Australasian Physical & Engineering Sciences in Medicine, 2019
Electromyography (EMG) is a diagnostic technique allowing for the detection of signals generated by changes in electrical potentials of striated muscles. The application of this technology is becoming an increasingly popular subject of scientific research. With the appearance of new devices retrieving EMG data, novel methods of its processing for various purposes are being developed. One such device is the Myo movement controller, produced by Thalmic Labs (now North). The device has been used for the analysis of muscle activation levels in patients with "tennis elbow" and "golfer's elbow"-conditions of upper limbs which usually result from occupational injuries.
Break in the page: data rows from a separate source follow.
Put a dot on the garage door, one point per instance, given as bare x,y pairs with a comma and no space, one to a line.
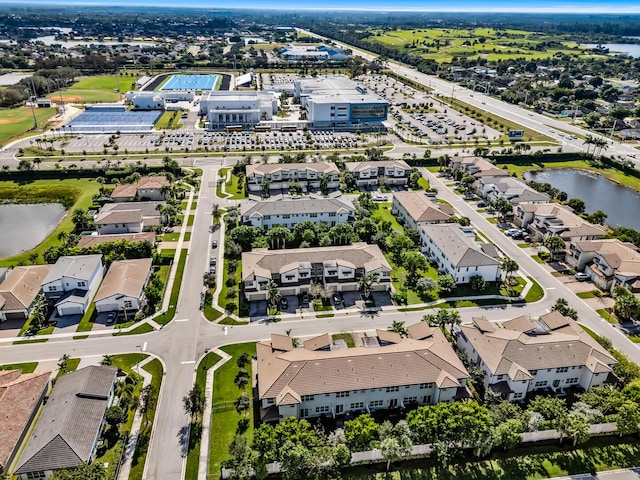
70,309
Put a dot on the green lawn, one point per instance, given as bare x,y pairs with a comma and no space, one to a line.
224,418
74,193
193,456
154,367
16,121
175,290
26,367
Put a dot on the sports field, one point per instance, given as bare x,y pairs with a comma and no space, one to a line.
191,82
15,121
445,45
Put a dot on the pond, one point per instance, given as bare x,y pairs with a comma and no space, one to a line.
621,204
24,226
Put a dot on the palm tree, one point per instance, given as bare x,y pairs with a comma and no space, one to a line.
366,282
273,294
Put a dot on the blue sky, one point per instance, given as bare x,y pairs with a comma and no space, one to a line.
568,6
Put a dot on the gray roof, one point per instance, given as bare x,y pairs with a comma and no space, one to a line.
80,267
296,207
458,248
70,422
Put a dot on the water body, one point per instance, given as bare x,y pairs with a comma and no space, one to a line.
632,49
621,204
25,226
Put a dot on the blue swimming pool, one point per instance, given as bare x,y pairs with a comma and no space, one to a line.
190,82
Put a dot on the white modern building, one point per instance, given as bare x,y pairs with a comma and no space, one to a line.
288,213
387,372
456,253
244,108
72,283
293,270
527,354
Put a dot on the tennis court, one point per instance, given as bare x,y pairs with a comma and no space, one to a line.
191,82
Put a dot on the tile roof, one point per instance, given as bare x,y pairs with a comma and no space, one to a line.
551,342
423,209
92,240
262,261
80,267
125,277
20,395
304,205
65,433
22,286
459,249
289,375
The process of their rehabilitation is complex and requires a continuous monitoring of its progress. The data obtained by means of the Myo controller was used for pattern recognition of an injured hand with relation to the healthy one. The study involved examining ten subjects, including five controls. The results indicate that the muscle activation force is considerably lower in injured individuals. The arithmetic mean for the 6 analyzed motions in the injured group is 38.54% lower. The SmartEMG application (https ://www.smart emg.com) enables the implementation of procedures performed during an examination as well as those involved in the management of the collected recordings. The study produced satisfactory results, which indicates the possibility of using the Myo controller in the treatment of elbow enthesopathy.